フィリピン 復興管理とリスク軽減

台風被害から100日後:約1000KMの道路が開通し、復旧した学校や保育所には子どもたちが戻ってきました。


2013年11月に、大型の台風30号(ハイエン)は、急速に発達しながら太平洋を西へ進みました。そして、フィリピンのビサヤ諸島を襲った時点で、上陸した台風としては史上最大の勢力に達していました。時速300km以上の風が収まる頃までに、死者は6000人を超えていました。家や生計手段、必須の公共サービスを失った人の数は1400万以上に達しました。

台風がフィリピンの最貧地域の1つを襲ったという事実は、さらに悲劇を深刻にしました。人々は災害に弱く、復興する力も限られていたからです。
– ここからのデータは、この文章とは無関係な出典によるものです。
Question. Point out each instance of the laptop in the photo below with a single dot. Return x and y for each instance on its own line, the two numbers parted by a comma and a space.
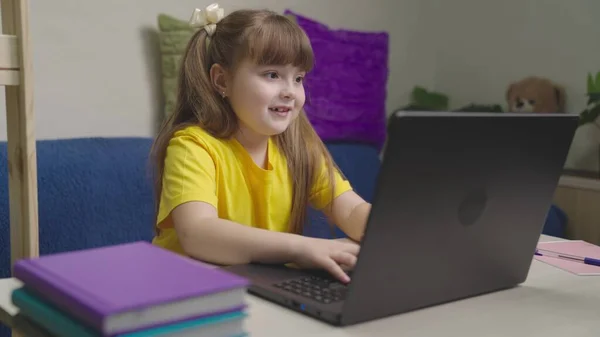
459, 206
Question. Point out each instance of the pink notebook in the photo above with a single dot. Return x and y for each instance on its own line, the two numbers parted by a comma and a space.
574, 247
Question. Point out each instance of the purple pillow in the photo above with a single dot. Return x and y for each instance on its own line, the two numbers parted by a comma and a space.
346, 91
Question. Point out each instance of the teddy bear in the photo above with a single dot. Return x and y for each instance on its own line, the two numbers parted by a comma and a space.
535, 94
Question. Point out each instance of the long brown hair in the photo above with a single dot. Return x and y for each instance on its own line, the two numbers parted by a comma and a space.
267, 38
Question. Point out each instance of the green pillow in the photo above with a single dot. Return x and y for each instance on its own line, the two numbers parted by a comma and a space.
174, 35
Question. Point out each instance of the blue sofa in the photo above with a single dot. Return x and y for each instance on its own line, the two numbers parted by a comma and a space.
97, 191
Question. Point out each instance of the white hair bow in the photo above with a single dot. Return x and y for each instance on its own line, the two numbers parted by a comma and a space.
207, 18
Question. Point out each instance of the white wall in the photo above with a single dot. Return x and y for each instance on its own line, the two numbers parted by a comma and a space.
96, 65
483, 45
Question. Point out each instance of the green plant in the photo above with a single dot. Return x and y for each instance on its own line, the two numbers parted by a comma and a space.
591, 113
423, 99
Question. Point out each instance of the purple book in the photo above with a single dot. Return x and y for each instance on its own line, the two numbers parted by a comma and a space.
128, 287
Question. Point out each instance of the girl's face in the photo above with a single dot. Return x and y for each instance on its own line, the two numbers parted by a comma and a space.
266, 99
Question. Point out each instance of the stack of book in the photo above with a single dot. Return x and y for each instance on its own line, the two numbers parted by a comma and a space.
129, 290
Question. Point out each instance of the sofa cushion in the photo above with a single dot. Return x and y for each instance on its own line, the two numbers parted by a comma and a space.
91, 192
174, 35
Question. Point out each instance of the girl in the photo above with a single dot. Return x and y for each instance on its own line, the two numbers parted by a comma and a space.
238, 161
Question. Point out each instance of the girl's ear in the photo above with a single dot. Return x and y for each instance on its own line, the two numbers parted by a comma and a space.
219, 79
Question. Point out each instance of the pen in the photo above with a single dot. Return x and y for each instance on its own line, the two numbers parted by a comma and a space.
582, 259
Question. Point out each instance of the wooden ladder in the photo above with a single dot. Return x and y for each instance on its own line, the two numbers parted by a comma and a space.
16, 77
住民のほぼ70%は、農業と天然資源に依存して生活していたため、極めて被害を受けやすい状況にありました。

UNDPは早急に、この危機への対応を開始し、緊急のニーズを満たす対策を講じました。また、長期的なリスクや脆弱性を軽減するための措置にも着手しました。

私たちは国家援助計画に基づき、最も被害の大きかった54の市町村を対象に、大規模な救援・復興作業を展開しました。数百万本の倒木に流された車や建物の残骸が絡みつく中で、がれきの処理がまず最優先課題となりました。この作業は、人道援助のための経路を確保するだけでなく、雇用も作り出しました。何もなければ極貧状態に陥っていたかもしれない住民約6万5000人ががれき処理に携わり、家族を養うための所得を稼ぐことによって、地域経済に不可欠の現金が投入されました。

2か月以内に、14か所の病院と700か所を超える学校や保育所へのアクセスが復旧し、道路も約1000kmが再開通しました。ビジネスも再開しました。UNDPの支援により、倒木を再建用の木材として利用するための移動製材所が10か所設置され、木材の搬送と加工でさらに数千人の雇用が生まれました。一部の最貧地域では訓練プログラムが実施され、1800人近くの住民が大工、石工、電気工その他再建に欠かせない職種の技術を習得しました。民間企業とのパートナーシップにより、修了した訓練生全員に雇用が保証されました。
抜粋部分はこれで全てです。